Foi quando Rufaida, ainda de acordo com o relato da família, deparou-se com os soldados. Com mobilidade reduzida devido a uma artrose, ela usava um andador. Recebeu um disparo no braço. Quando quis saber por que tinha sido poupada, ouviu que não era uma ameaça para os soldados.
Foi aí que Rufaida telefonou para o sobrinho no Egito e explicou o que tinha acontecido com ela. “Só que ninguém conseguia se aproximar da casa para ajudar porque os israelenses continuavam atirando”, disse o professor Ashmawi à reportagem. A família se desesperou.
Ashmawi e seus parentes começaram a circular mensagens dentro da família e em grupos de apoio aos palestinos.

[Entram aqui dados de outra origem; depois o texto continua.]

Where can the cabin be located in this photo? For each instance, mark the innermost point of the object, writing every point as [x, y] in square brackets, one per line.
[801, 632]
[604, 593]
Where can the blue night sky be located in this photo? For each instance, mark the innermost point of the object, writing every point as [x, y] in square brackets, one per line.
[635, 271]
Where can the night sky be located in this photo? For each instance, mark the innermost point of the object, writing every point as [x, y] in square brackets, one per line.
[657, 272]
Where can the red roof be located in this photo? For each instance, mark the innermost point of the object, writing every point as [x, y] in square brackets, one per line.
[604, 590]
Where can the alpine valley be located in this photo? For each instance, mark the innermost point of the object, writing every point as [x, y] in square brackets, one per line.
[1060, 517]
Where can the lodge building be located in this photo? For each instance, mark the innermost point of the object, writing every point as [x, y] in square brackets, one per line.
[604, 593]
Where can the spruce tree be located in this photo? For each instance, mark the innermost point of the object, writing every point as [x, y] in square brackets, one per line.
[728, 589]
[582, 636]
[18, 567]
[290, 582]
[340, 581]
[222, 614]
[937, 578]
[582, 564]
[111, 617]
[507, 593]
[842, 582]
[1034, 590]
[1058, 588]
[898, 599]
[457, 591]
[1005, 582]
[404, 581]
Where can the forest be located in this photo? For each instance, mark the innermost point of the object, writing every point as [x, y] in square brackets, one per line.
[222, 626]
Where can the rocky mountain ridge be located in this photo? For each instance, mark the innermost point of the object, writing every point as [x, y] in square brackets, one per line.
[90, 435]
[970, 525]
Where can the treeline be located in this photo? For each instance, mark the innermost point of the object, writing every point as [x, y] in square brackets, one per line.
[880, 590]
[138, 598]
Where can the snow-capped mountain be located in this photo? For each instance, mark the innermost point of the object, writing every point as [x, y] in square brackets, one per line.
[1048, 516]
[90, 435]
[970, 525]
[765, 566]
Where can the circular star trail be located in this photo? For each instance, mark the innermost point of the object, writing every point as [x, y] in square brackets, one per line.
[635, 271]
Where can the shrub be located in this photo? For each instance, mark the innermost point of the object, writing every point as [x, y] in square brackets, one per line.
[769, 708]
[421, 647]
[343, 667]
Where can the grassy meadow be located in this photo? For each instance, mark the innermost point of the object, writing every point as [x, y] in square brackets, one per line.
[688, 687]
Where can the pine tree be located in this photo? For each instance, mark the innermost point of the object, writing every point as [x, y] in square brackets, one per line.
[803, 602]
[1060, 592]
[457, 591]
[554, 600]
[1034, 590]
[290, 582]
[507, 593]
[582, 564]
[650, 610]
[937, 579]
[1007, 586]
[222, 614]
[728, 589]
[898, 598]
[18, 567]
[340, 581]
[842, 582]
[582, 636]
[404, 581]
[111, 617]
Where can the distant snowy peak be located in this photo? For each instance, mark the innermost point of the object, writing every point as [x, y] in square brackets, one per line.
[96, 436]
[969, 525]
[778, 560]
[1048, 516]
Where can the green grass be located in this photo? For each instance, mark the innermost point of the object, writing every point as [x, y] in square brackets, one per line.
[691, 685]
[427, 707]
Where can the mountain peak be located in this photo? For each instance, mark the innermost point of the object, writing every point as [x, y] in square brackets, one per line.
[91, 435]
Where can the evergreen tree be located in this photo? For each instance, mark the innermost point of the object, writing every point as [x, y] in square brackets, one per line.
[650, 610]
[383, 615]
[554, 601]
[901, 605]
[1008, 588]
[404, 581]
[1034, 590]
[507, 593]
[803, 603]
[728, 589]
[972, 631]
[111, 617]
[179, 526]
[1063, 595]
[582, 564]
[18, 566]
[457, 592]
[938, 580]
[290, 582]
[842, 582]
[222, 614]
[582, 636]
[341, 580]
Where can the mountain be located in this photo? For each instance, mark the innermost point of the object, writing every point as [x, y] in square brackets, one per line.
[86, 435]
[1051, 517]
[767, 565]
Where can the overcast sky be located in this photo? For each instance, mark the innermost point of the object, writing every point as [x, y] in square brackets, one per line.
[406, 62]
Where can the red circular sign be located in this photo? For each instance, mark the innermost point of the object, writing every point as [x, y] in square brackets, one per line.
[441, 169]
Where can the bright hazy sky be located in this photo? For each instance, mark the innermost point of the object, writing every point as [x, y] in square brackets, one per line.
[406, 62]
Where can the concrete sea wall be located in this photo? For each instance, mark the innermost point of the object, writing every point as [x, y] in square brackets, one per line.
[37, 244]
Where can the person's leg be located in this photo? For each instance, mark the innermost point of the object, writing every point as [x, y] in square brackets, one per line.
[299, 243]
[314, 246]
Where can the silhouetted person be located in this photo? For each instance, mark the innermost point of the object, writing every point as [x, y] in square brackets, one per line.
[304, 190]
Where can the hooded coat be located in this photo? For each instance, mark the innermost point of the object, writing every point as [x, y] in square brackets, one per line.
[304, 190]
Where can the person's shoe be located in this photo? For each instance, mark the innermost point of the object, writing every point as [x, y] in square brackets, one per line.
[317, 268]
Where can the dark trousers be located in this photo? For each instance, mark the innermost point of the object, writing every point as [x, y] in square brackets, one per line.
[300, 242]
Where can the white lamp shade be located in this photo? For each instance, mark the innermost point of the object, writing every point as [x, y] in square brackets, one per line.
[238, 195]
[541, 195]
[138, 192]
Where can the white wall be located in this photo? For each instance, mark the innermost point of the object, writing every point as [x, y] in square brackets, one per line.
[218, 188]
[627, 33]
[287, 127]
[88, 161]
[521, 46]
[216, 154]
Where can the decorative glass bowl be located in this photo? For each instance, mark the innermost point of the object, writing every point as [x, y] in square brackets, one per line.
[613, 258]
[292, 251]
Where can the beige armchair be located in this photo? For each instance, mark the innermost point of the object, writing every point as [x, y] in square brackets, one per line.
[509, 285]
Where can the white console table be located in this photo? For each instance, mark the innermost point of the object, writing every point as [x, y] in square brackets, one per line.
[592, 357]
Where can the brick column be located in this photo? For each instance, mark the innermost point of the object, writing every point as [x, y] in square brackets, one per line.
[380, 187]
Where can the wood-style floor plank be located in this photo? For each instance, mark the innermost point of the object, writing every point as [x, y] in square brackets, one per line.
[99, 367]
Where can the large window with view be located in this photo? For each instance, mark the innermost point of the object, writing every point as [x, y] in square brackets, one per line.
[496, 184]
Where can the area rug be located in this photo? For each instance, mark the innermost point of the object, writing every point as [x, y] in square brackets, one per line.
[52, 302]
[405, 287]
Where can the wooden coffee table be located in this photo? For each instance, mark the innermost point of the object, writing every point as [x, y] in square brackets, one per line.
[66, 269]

Ouviram rumores de que a casa tinha sido queimada. Pelas imagens que receberam, a notícia se confirmou no dia 12.
A reportagem da Al Jazeera mostrava a destruição no local que seria a casa das Ghalayinis, localizada na rua Gamal Abdel Nasser, uma das principais vias do bairro. Não está claro, até agora, se Rufaida morreu devido aos disparos ou devido ao incêndio.
Salwa, a mãe de Ashmawi, afirma que reconheceu a residência pela TV. O canal árabe exibiu também cenas do enterro das três irmãs no jardim da casa, em meio à guerra. As imagens mostram um túmulo simples, com um bloco de concreto no barro.
Para os parentes no Brasil, a morte de Rufaida, Arwa e Maysun é uma síntese de abusos em Gaza dos quais as forças israelenses são acusadas. “Sempre se coloca que a morte dos civis é um dano colateral”, afirma Ashmawi. “Mas não havia mais ninguém em casa. Por que eles executaram três idosas?”
A reportagem não pôde confirmar os detalhes do relato da família. Os próprios parentes têm dificuldade de obter mais informações vindas de Gaza, que convive com cortes de eletricidade, de telefone e de internet.
Procurado, o Exército israelense não comentou o caso específico das irmãs Ghalayini. Um porta-voz afirmou que “em resposta aos ataques bárbaros do Hamas, as Forças de Defesa de Israel estão operando para desmantelar as capacidades militares e administrativas” da facção terrorista. O Exército disse ainda que toma as precauções possíveis para mitigar o dano a civis.
Os ataques do Hamas deixaram cerca de 1.200 mortos, segundo Israel. Já as operações militares israelenses em Gaza mataram mais de 40 mil, dizem as autoridades ligadas ao Hamas. Diversas organizações de defesa dos direitos humanos acusam Tel Aviv de realizar operações desproporcionais e indiscriminadas, e palestinos denunciam o que consideram ser um genocídio.
Instigada por uma denúncia da África do Sul, a Corte Internacional de Justiça, mais alto órgão jurídico da ONU, determinou em janeiro que Israel tome medidas para evitar atos genocidas, mas não reconheceu as ações militares em Gaza como genocídio.